2.Punches in Bunches
It may seem like an odd metaphor but in boxing you knock the opponent down with a combination of punches, not one “big one”. A lot of executives are looking for one big punch in terms of great customer experience, but actually you have to get all the little experiences in place to even put you in a position to make the final one last. Taking a customer journey perspective on your customer interactions and making sure that all the small steps are optimised means that when you go the extra mile to make a difference, then to now only makes a momentary impact, but also moves the customer satisfaction score. Stop, reflect: are there combinations of actions that, together, could move the customer satisfaction score?

3. Mobile Experience
Customers are not going to wait until they get home or back to the office to “solve that problem”. They pull out there smart phones and they browse. Have you really sat back and reflected on what the next twelve months will bring in terms of mobile interaction? What kinds of decisions do you need to commit to; which can you defer until the future becomes clearer? What scenario’s might emerge and how would you be placed to address them?

4. Cloud Adoption
Technologies don’t usually fail because they don’t work; mostly they fail because people don’t adopt them. You probably don’t have a “technology issue”; you probably do have an “adoption issue”. Why not create a centre of excellence for evaluating, trialling and adopting new cloud based services? It really should not be something you leave to your advisers and outsourcing partners in “isolation”. By developing the in-house capabilities in this area you also become a magnet for innovation.

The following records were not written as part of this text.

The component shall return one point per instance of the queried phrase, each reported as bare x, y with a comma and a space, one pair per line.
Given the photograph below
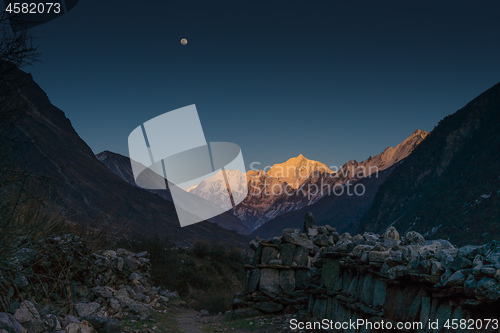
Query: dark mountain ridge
81, 187
448, 187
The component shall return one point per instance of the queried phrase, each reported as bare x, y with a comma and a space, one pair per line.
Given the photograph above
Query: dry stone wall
386, 277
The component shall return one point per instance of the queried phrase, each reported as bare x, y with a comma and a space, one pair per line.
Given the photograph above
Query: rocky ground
58, 285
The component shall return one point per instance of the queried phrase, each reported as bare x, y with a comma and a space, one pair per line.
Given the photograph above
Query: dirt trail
189, 321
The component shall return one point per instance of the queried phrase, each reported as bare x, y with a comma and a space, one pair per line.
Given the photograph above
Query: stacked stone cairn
60, 285
321, 274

5. Fail, Fail Again, Fail Better
Samuel Beckett gave the world this line many years ago in one of his final works. The mantra has at its core the belief that to be better, to do something worthwhile, means failing, learning from that, and saying that next time you will have an even better fail. How can you fail better? One is by developing a culture of experiment and then by running these experiments under better and better empirical conditions. Do you have a plan on how you are going to learn to fail better?